How much utility is in the deck? With N cards, there is N(N+1)/2 in total (the Nth triangle number). Exactly one of N or N+1 is even, so the total utility in the deck will only be even if that number is also a multiple of 4. So, the only way that the utility can be split evenly is if N or N+1 is a multiple of 4, that is n=0 or n=3. In the other two cases, there is an odd utility out and the first player to take a turn will always get it.

Taking Cards

So, while I was away for new years stuff, I played boardgames (as I usually do) and while playing a game of Strozzi I came up with a new logic puzzle. It turned out that that puzzle sucked, so I modified it into a different one. That one was less sucky but more boring, so I changed it again to come up with this:
There is a stack of N cards numbered 1 to N in order, with 1 on the top and N on the bottom. Two players are going to play a game where they will each wind up keeping some of these cards. The utility a player gets from playing the game is equal to the sum of the numbers on all the cards the player kept.

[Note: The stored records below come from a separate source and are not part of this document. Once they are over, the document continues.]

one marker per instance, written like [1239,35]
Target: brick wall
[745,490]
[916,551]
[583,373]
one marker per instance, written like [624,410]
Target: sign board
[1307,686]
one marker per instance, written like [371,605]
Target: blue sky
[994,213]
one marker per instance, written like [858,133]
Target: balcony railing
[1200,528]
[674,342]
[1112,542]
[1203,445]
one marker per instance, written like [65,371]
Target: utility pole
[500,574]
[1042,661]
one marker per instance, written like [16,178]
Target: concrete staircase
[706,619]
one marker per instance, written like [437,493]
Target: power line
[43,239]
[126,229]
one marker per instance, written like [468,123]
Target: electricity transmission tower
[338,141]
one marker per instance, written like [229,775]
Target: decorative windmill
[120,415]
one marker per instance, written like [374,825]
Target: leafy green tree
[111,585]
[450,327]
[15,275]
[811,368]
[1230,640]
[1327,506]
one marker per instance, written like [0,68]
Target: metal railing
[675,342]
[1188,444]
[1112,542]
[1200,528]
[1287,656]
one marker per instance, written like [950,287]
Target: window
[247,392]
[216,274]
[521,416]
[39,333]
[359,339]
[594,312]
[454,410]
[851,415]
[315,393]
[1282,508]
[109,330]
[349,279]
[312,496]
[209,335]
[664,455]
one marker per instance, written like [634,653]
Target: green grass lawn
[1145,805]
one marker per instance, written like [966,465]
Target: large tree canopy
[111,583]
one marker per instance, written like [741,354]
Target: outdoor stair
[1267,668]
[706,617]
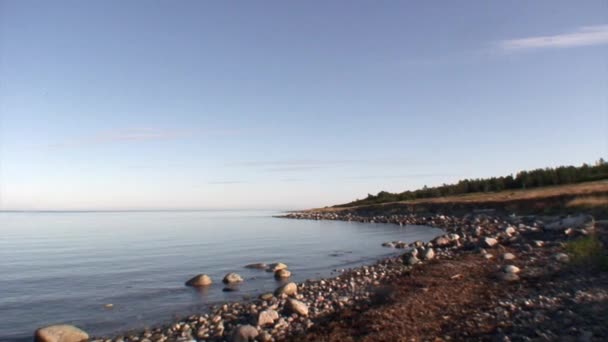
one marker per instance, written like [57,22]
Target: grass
[588,251]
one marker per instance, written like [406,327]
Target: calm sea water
[64,267]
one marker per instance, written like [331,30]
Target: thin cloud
[583,36]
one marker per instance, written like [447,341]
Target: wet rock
[562,257]
[288,289]
[297,307]
[267,317]
[199,280]
[508,256]
[428,254]
[60,333]
[257,266]
[276,266]
[489,242]
[282,274]
[245,333]
[232,278]
[511,269]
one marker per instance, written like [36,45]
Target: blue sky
[273,104]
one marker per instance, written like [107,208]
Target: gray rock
[199,280]
[245,333]
[508,256]
[511,269]
[282,274]
[489,242]
[232,278]
[288,289]
[267,317]
[297,307]
[562,257]
[60,333]
[581,221]
[428,254]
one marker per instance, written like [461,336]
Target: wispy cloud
[583,36]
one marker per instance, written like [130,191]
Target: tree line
[522,180]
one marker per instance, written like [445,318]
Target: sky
[287,105]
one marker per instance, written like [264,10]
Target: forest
[522,180]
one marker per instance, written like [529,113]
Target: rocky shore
[517,264]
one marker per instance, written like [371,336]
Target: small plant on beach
[588,251]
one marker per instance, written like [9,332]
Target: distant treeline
[522,180]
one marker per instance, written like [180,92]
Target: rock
[441,241]
[245,333]
[282,274]
[508,276]
[232,278]
[266,296]
[577,222]
[276,266]
[199,280]
[511,269]
[60,333]
[489,242]
[288,289]
[562,257]
[297,307]
[428,254]
[410,259]
[267,317]
[508,256]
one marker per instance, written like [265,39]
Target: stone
[508,256]
[489,242]
[199,280]
[60,333]
[510,231]
[297,307]
[267,317]
[257,266]
[266,296]
[276,266]
[508,276]
[562,257]
[581,221]
[428,254]
[232,278]
[511,269]
[441,241]
[410,259]
[282,274]
[288,289]
[245,333]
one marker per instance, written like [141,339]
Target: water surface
[64,267]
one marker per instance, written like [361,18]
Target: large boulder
[232,278]
[245,333]
[199,281]
[297,307]
[60,333]
[288,289]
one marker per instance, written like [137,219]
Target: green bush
[588,251]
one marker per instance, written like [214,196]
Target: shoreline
[304,314]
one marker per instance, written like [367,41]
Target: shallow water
[64,267]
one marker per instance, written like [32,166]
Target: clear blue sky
[275,104]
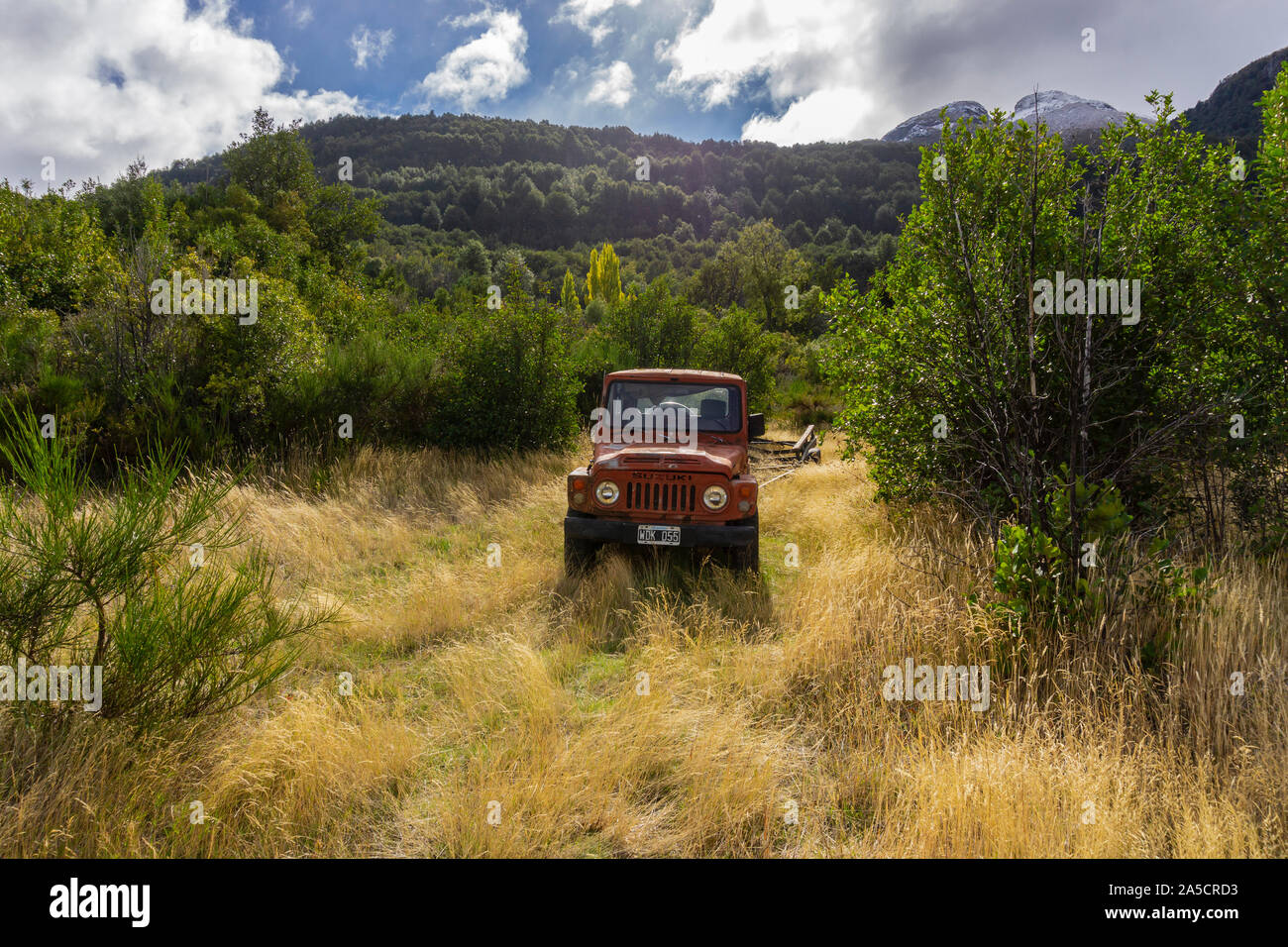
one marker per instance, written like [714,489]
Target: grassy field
[477,685]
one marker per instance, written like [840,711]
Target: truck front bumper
[623,532]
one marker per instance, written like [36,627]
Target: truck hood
[706,458]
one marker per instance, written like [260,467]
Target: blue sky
[406,42]
[93,84]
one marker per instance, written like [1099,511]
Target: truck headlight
[606,492]
[715,497]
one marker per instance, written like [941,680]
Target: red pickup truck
[669,468]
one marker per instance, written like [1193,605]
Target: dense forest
[554,192]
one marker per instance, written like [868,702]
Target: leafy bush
[120,581]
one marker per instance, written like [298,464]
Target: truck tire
[579,554]
[747,557]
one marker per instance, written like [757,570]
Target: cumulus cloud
[810,55]
[370,47]
[485,67]
[613,85]
[835,69]
[590,16]
[300,14]
[97,85]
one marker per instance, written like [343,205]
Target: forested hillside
[554,191]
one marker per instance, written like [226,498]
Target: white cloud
[812,55]
[370,47]
[300,14]
[589,16]
[95,85]
[485,67]
[612,85]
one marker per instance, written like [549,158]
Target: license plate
[658,536]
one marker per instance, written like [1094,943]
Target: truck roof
[671,375]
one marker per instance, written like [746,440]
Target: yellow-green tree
[568,295]
[604,279]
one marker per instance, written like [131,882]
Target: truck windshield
[719,407]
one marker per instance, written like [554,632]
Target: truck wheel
[747,557]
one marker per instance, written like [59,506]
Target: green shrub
[133,582]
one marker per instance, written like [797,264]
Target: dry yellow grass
[514,692]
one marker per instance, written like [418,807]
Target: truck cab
[669,468]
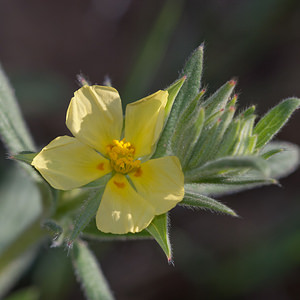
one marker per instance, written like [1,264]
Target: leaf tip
[201,47]
[170,261]
[233,82]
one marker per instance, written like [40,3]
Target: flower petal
[161,182]
[95,116]
[66,163]
[122,210]
[144,122]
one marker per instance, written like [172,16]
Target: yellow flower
[139,188]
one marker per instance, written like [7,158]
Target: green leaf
[187,93]
[243,144]
[197,200]
[153,50]
[229,139]
[284,162]
[55,229]
[89,274]
[274,120]
[219,99]
[226,164]
[92,232]
[229,185]
[270,153]
[159,230]
[173,91]
[87,213]
[20,205]
[185,140]
[13,130]
[25,294]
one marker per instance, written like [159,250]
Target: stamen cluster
[121,154]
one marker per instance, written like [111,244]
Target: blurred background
[141,46]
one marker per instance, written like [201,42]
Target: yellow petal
[161,182]
[144,122]
[66,163]
[95,116]
[122,210]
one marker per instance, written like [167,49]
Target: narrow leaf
[270,153]
[13,130]
[219,99]
[55,229]
[25,294]
[204,202]
[173,91]
[274,120]
[228,186]
[151,53]
[159,230]
[89,274]
[225,164]
[229,139]
[284,162]
[187,93]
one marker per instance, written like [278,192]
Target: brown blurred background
[141,45]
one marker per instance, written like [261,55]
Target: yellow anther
[121,154]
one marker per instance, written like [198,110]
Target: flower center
[121,156]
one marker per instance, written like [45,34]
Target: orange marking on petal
[100,166]
[138,172]
[120,185]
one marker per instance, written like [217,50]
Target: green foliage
[89,274]
[188,92]
[220,152]
[88,211]
[25,294]
[13,130]
[273,121]
[159,230]
[200,201]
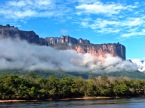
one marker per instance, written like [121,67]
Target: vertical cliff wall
[64,42]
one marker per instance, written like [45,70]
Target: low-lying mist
[18,54]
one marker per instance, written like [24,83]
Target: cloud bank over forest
[18,54]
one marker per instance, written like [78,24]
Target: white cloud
[101,8]
[32,8]
[17,54]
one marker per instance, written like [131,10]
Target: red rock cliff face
[64,42]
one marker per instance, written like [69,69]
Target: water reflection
[107,103]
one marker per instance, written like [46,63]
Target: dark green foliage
[34,87]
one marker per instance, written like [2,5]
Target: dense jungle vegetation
[33,87]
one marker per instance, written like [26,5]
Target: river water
[105,103]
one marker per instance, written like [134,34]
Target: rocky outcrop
[65,42]
[12,32]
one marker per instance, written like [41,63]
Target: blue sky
[100,21]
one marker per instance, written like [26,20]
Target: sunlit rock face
[65,42]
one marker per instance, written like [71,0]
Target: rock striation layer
[65,42]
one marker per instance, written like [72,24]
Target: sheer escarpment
[65,42]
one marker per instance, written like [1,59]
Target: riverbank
[64,99]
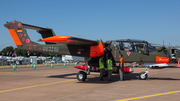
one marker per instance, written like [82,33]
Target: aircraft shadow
[154,78]
[64,76]
[115,78]
[163,67]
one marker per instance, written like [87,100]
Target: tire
[81,76]
[105,74]
[142,76]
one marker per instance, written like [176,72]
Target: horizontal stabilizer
[45,32]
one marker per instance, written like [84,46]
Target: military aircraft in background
[137,51]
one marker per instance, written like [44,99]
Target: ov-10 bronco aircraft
[137,50]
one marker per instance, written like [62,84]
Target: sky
[152,20]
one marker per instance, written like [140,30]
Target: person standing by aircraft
[109,64]
[101,67]
[121,68]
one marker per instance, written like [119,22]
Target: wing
[69,40]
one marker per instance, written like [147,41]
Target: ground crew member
[101,67]
[109,64]
[121,68]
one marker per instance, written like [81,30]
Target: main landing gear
[81,76]
[143,75]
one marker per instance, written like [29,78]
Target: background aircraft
[138,50]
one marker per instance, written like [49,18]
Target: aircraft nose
[131,70]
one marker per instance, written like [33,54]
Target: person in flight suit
[101,67]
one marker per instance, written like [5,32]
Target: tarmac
[60,84]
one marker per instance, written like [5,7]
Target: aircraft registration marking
[141,97]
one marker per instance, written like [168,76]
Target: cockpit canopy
[138,46]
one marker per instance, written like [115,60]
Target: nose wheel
[143,76]
[81,76]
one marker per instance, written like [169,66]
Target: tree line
[11,51]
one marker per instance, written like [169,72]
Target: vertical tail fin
[20,36]
[18,33]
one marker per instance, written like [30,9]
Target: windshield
[133,46]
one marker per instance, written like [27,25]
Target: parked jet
[138,50]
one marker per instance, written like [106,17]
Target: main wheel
[143,76]
[81,76]
[105,74]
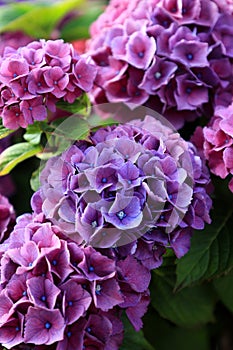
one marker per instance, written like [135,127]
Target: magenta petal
[6,308]
[11,334]
[140,50]
[77,301]
[42,292]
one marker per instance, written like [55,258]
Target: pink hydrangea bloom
[34,77]
[216,143]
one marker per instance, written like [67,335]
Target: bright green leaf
[132,339]
[189,307]
[4,131]
[96,121]
[15,154]
[72,128]
[80,106]
[13,11]
[224,289]
[35,179]
[40,20]
[33,134]
[79,27]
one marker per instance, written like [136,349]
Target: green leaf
[72,128]
[40,20]
[15,154]
[33,133]
[189,307]
[4,131]
[13,11]
[224,289]
[211,252]
[132,339]
[80,106]
[35,179]
[165,336]
[96,121]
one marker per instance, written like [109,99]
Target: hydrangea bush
[127,243]
[35,77]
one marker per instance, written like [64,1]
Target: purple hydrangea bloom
[34,77]
[165,56]
[7,217]
[134,181]
[215,141]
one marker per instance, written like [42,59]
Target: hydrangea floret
[173,56]
[215,141]
[131,181]
[33,78]
[7,217]
[60,295]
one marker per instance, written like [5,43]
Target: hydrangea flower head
[151,53]
[128,181]
[62,295]
[34,77]
[216,142]
[7,217]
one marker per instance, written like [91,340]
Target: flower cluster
[216,142]
[59,295]
[7,217]
[173,56]
[34,77]
[132,181]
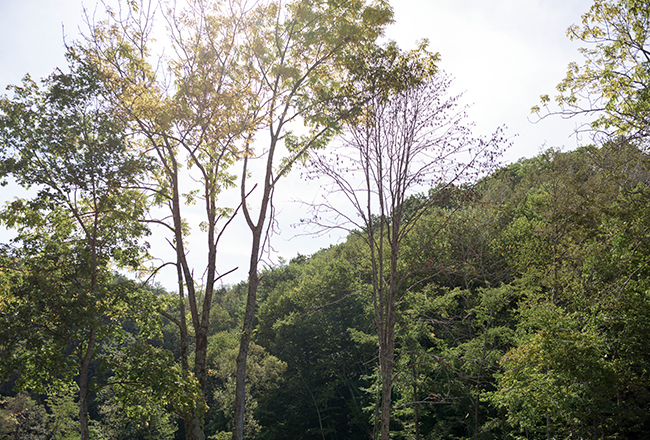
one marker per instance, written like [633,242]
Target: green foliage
[613,81]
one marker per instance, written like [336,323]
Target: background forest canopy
[466,299]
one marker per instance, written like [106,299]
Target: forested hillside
[469,299]
[534,319]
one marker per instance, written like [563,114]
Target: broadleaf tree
[78,223]
[409,136]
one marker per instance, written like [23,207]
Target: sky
[503,54]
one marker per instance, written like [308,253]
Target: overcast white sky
[503,54]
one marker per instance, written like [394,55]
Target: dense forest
[469,299]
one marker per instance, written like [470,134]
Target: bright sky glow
[503,54]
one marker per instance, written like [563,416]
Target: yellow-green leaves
[613,83]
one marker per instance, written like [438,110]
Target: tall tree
[192,119]
[298,55]
[408,135]
[59,302]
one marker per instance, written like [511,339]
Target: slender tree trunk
[83,387]
[415,400]
[244,343]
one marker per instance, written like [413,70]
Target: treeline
[501,302]
[532,323]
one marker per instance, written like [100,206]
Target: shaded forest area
[468,300]
[535,320]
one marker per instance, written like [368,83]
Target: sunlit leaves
[614,81]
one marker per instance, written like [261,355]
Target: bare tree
[407,138]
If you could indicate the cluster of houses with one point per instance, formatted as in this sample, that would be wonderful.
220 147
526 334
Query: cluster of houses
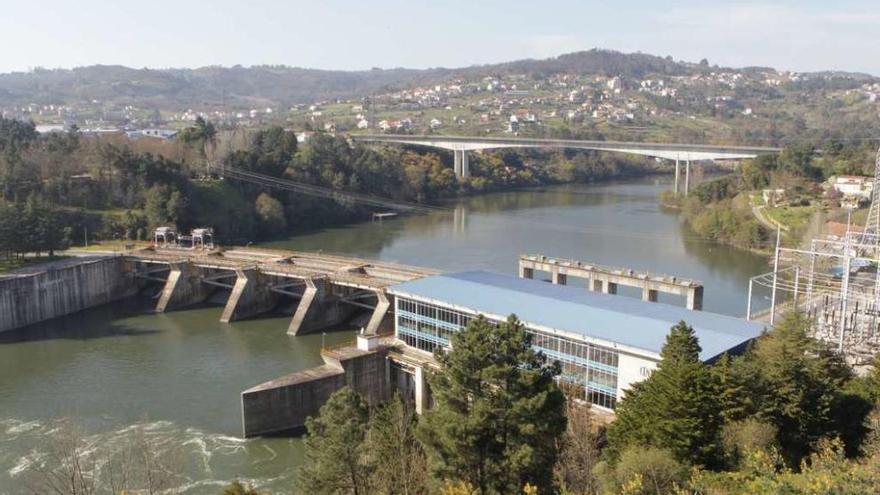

The game works by the players taking turns. On a turn, the active player may either keep the top card or give it to the other player. If the active player kept the card, then the other player gets the next turn. If the active player gave the card away, then the active player gets to take another turn. The play continues until the deck is empty.

Assuming optimal play, what is the result?

If you don't like utility, instead assume that the cards are worth $1 to $N, in order, with the $1 card on top and the $N card on the bottom. A player gets to cash out all of the cards that that player kept at the end of the game. People like money, right?